There are many from those industries and that attitude and culture who think it's butch to consign masses of people to poverty, misery, and death for a couple extra basis points of return. Most from that attitude and culture would destroy something beautiful and good without a moment's hesitation if it put another Porsche in the garage of their third home. It is an attitude and culture of profound sociopathy and dysfunction that will drown us all.
Washington DC delenda est.
(Score: 0) by Anonymous Coward on Saturday December 06 2014, @05:19PM
You don't think the merchandising makes them money? I think that's actually a Rovio success story.

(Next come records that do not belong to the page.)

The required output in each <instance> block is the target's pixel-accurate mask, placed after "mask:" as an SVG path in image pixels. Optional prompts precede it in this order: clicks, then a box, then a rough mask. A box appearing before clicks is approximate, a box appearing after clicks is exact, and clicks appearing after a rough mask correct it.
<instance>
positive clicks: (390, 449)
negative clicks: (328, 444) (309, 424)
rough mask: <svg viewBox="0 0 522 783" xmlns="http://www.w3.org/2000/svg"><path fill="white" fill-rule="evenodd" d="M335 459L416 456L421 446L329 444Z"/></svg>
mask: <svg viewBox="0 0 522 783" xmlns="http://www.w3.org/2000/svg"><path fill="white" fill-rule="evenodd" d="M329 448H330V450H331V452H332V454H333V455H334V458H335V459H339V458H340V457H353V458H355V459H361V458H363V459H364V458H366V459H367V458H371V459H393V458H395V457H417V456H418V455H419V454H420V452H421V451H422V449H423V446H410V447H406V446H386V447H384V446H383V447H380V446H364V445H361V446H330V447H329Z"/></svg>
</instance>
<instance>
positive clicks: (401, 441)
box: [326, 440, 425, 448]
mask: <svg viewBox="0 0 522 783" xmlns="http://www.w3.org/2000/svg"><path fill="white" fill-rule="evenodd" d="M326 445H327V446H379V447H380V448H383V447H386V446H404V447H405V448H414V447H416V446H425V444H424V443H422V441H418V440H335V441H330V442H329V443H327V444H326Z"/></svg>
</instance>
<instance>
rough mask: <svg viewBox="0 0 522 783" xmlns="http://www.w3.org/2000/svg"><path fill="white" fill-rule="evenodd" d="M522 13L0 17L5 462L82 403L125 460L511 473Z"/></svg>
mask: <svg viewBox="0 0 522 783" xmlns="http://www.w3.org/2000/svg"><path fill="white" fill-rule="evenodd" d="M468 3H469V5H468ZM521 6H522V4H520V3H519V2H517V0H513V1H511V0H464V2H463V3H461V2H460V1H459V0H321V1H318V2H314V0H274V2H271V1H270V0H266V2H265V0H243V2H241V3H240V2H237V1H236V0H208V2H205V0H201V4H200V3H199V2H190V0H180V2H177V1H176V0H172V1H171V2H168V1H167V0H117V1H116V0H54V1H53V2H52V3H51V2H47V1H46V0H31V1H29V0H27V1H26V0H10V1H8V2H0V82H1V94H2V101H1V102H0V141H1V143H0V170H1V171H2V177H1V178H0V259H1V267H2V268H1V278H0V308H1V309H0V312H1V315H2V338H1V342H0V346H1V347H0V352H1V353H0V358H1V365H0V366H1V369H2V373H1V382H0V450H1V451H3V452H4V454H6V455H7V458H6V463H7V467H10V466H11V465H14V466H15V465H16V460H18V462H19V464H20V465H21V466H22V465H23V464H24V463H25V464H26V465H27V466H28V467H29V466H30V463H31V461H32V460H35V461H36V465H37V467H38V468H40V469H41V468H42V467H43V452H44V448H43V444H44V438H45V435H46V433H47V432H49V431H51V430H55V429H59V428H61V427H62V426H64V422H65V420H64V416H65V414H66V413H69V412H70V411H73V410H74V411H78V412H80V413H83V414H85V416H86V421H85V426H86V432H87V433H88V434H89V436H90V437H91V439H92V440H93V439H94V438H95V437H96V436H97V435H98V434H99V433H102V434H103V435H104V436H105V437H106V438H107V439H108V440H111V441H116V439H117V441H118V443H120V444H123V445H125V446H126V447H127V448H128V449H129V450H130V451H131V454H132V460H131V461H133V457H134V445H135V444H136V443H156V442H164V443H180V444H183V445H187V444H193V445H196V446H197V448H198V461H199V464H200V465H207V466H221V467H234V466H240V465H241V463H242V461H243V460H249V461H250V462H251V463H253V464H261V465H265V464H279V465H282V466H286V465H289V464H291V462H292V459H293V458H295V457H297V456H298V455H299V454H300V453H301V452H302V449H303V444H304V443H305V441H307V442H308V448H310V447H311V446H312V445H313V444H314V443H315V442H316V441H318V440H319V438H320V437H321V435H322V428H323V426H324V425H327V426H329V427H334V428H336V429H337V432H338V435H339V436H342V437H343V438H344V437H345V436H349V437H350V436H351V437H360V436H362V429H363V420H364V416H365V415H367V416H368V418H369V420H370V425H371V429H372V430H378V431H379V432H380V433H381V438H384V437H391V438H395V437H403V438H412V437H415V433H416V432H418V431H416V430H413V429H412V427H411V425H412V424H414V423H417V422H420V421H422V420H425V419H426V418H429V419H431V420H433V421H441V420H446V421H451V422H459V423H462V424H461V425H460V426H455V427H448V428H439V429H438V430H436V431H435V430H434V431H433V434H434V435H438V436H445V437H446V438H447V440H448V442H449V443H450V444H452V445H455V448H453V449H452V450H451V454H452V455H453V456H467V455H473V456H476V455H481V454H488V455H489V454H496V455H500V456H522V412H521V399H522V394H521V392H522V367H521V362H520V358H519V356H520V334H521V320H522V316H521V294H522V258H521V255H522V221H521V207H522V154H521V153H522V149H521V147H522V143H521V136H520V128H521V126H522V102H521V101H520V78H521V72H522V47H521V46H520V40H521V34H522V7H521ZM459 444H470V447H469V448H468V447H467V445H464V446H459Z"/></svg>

"Angry Birds The Game" was a genuine success. "Angry Birds the merchandising" is a potential long tail that will continue bringing in money: http://techcrunch.com/2014/04/28/angry-birds-rovio-revenues/ [techcrunch.com]
"Angry Birds The Game Sequel #whatever", not so much. Why pay hundreds of programmers $$$ to make games that will never sell enough to pay for their salaries? So they have to cut overheads.
Like it or not, the MBAs didn't kill "Angry Birds The Game". It had a finite lifespan and died a natural death. Just like the "draw my thing" game (which had zero merchandising potential, so the guy really got lucky he managed to get the $$$$$$ and jump off before the crash ;) ). I hardly see anyone play Angry Birds or the sequels. I see people playing Clash of Clans, some driving game, and zillions of other games.
I'm not so sure that Angry Birds The Movie is a good idea though, unless they have Pixar grade talent (in which case that could make them lots of money).